OWNERSHIP Central Government
IS IT UNDER RELIGIOUS USE Yes
ADMINISTRATIVE CONTROL Archaeological Survey of India, Mumbai Circle.
PUBLISHED REFERENCES,
IF ANY:
(1) M. S. Naravane, Forts of Maharashtra, (Delhi 1995). (2) James Burgess, Revised List of Antiquarian remains in the Bombay Presidency (Vol. XVI), (Bombay 1885). (3) A. S. Pathak, (Executive Editor & Secretary), Gazetteer of the Bombay Presidency – Thana Places of Interest, Facsimile Reproduction, Vol. XIV, (Bombay 2000, originally printed in 1882).
Ambarnath Temple
DISTRICT Thane TEHSIL / SUB-DIVISION: Kalyan
LOCALITY Ambarnath (Lat. 190 12’ Long. 720 10’)
NOTIFICATION NO.: 2704 – A, dated 26.05.1909
APPROACH: Airport- Mumbai, Railway Station- Ambarnath, Bus station- Ambarnath
BRIEF DESCRIPTION: The temple of Ambarnath is in Bhumija style dated to 1060 AD according to an inscription. It was built during the reign of the Silahara dynasty using basalt stone. Originally the temple had a walled enclosure, now missing. The temple consists of a garbhagriha, and a mandapa with three porches on the north, south and west.

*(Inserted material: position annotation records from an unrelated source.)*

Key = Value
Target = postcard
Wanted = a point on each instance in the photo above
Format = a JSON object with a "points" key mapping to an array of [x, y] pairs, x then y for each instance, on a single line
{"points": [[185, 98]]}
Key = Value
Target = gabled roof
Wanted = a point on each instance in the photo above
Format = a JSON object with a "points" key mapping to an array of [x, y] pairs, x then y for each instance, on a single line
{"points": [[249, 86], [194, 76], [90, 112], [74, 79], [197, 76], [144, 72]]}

The mandapa consists of a central square, which is surrounded by aisles and passage on the four sides. The east passage leads to the garbhagriha.

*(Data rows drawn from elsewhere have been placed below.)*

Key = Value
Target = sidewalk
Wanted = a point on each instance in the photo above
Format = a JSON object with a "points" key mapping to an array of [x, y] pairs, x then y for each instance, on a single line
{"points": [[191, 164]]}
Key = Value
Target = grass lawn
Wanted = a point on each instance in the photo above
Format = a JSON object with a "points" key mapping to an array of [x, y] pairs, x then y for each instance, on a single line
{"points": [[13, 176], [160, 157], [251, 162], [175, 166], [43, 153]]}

TOPOGRAPHICAL FEATURES: This monument is situated 7 Kms southeast of Kalyan.
OWNERSHIP Central Government
IS IT UNDER RELIGIOUS USE Yes
ADMINISTRATIVE CONTROL Archaeological Survey of India, Mumbai Circle.
PUBLISHED REFERENCES,
IF ANY:
(1) H. Cousens, The Architectural Antiquities of Western India, (London 1887). (2) H. D. Sankalia & A. V. Naik, Bulletin of the Deccan College, Vol. I, Nos. 2 – 4, (Poona 1940). (3) A. S. Pathak, (Executive Editor & Secretary), Gazetteer of the Bombay Presidency – Thana Places of Interest, Facsimile Reproduction, Vol. XIV, (Bombay 2000, originally printed in 1882). (4) V. V. Mirashi (ed.), Inscriptions of Silharas, Corpus Inscription Indicarum, (New Delhi 1977). (5) H. Cousens, Medieval temple of the Deccan, (New Delhi 1985).